Page couverture Paul Geraldy

L’homme, Paul Géraldy (1885-1983), fut un grand amoureux. Extrait de son recueil Toi et moi publié en 1912.

 

Abat-jour

Tu demandes pourquoi je reste sans rien dire ?

C’est que voici le grand moment,

l’heure des yeux et du sourire,

le soir, et que ce soir je t’aime infiniment !

Serre-moi contre toi.
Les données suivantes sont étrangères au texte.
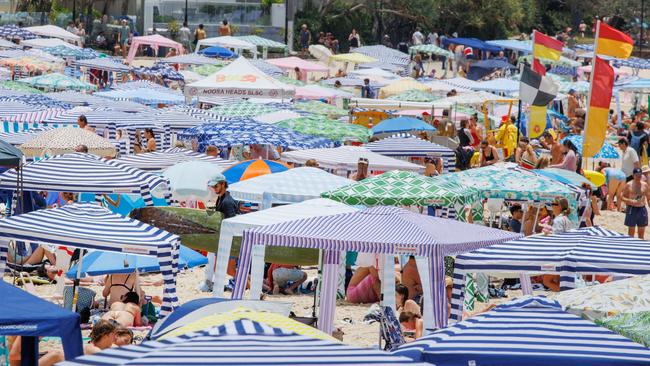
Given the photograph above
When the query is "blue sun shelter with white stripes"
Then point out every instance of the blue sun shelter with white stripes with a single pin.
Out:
(531, 331)
(85, 173)
(592, 250)
(241, 342)
(382, 230)
(90, 226)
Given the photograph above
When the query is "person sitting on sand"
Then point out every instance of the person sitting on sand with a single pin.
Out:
(279, 276)
(127, 311)
(412, 325)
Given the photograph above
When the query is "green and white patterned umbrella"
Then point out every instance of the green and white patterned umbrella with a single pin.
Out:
(321, 108)
(401, 188)
(57, 81)
(430, 49)
(243, 109)
(13, 85)
(264, 42)
(324, 127)
(413, 95)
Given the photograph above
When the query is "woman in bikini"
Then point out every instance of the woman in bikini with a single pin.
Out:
(125, 312)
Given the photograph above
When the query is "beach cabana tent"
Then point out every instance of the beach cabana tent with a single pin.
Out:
(411, 146)
(401, 124)
(53, 31)
(402, 85)
(532, 331)
(161, 160)
(289, 63)
(235, 226)
(239, 79)
(380, 230)
(155, 41)
(592, 250)
(83, 173)
(244, 342)
(346, 158)
(293, 185)
(397, 188)
(90, 226)
(31, 317)
(64, 140)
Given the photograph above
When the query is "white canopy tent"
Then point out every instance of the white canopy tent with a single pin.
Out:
(240, 79)
(346, 158)
(53, 31)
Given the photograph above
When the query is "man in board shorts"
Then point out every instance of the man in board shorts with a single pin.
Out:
(636, 195)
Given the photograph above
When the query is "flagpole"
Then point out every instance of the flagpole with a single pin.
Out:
(591, 85)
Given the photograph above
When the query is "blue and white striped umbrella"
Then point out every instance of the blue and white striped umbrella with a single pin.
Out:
(161, 160)
(90, 226)
(606, 152)
(82, 173)
(410, 145)
(587, 250)
(532, 331)
(240, 342)
(12, 31)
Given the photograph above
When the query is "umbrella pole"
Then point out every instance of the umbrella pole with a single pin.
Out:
(75, 294)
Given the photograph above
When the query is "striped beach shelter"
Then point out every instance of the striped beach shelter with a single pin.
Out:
(161, 160)
(411, 146)
(388, 231)
(592, 250)
(532, 331)
(90, 226)
(84, 173)
(241, 342)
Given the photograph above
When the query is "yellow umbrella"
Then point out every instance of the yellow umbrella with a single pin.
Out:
(354, 57)
(270, 319)
(401, 86)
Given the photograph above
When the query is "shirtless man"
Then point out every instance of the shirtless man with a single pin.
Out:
(125, 312)
(636, 195)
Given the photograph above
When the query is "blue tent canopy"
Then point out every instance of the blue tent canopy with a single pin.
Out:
(216, 51)
(100, 263)
(32, 317)
(402, 124)
(471, 42)
(531, 331)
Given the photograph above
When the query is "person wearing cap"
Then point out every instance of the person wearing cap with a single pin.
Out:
(636, 195)
(225, 203)
(630, 158)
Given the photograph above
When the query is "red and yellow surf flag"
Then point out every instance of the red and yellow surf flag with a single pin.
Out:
(546, 47)
(612, 42)
(598, 110)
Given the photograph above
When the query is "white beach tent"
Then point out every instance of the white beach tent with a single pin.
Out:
(53, 31)
(240, 79)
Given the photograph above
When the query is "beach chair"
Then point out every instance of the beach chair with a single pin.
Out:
(390, 329)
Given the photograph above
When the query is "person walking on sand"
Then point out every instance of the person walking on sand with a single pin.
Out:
(636, 196)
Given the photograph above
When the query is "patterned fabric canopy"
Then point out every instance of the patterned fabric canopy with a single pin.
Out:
(413, 95)
(241, 341)
(56, 81)
(317, 107)
(430, 49)
(526, 331)
(324, 127)
(243, 109)
(401, 188)
(606, 152)
(507, 182)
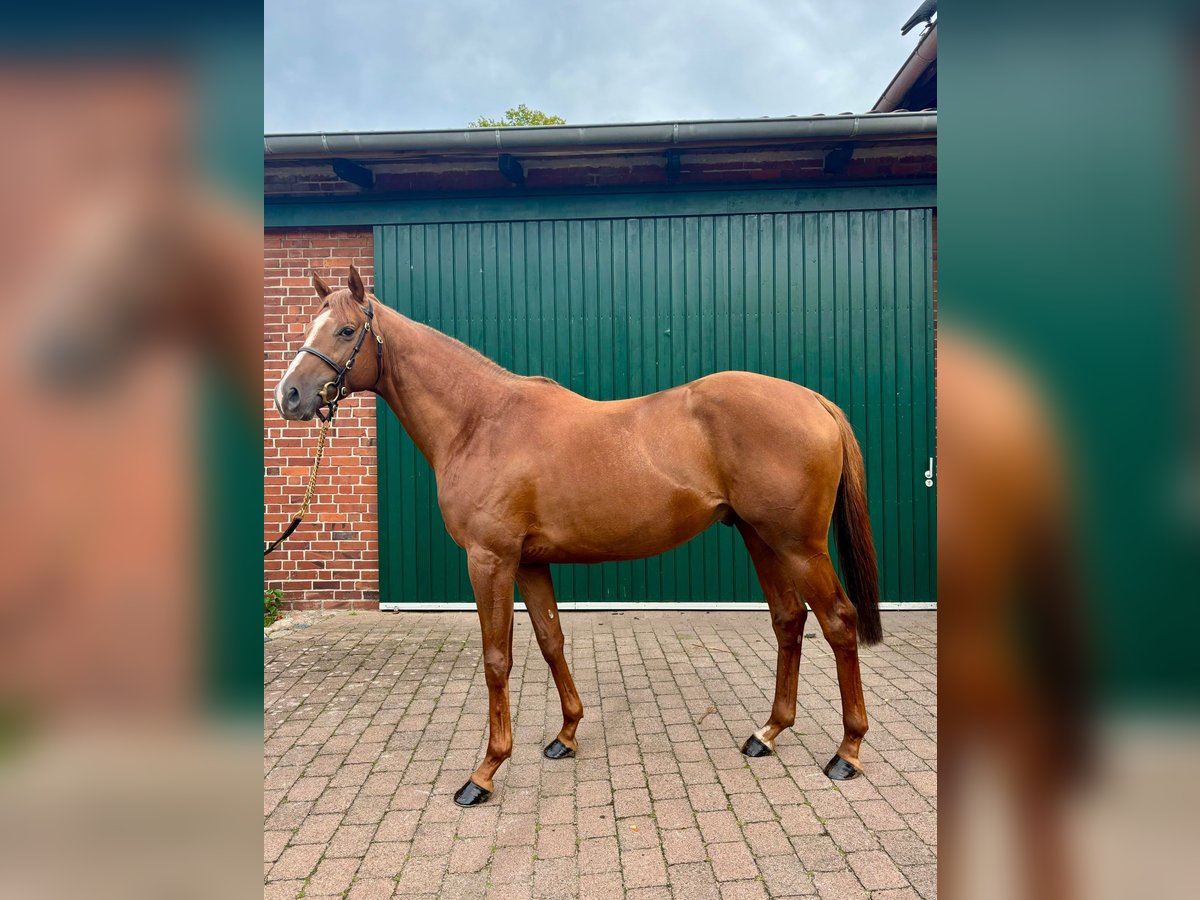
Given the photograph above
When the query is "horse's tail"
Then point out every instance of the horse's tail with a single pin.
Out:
(852, 525)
J’ai besoin de caresses.

Si tu savais tout ce qui monte en moi, ce soir,

d’ambition, d’orgueil, de désir, de tendresse,

et de bonté !… Mais non, tu ne peux pas savoir !…

Baisse un peu l’abat-jour, Veux-tu ? Nous serons mieux.

C’est dans l’ombre que les cœurs causent,

et l’on voit beaucoup mieux les yeux

quand on voit un peu moins les choses.

Ce soir je t’aime trop pour te parler d’amour.

Serre-moi contre ta poitrine !

Je voudrais que ce soit mon tour

d’être celui que l’on câline…

Baisse encore un peu l’abat-jour.

Là. Ne parlons plus. Soyons sages.

Et ne bougeons pas. C’est si bon

tes mains tièdes sur mon visage !…

Mais qu’est-ce encore ? Que nous veut-on ?

Ah ! c’est le café qu’on apporte !

Faites vite !… Et fermez la porte !

Qu’est-ce que je te disais donc ?

Nous prenons ce café… maintenant ? Tu préfères ?

C’est vrai : toi, tu l’aimes très chaud.

Veux-tu que je te serve ? Attends ! Laisse-moi faire.

Il est fort aujourd’hui ! Du sucre ? Un seul morceau ?

C’est assez ? Veux-tu que je goûte ?

Là ! Voilà votre tasse, amour…

Mais qu’il fait sombre. On n’y voit goutte.

Lève donc un peu l’abat-jour.

 

Extrait de Paul Géraldy, Toi et moi, Paris, Éditions Stock, 1960, p. 19s.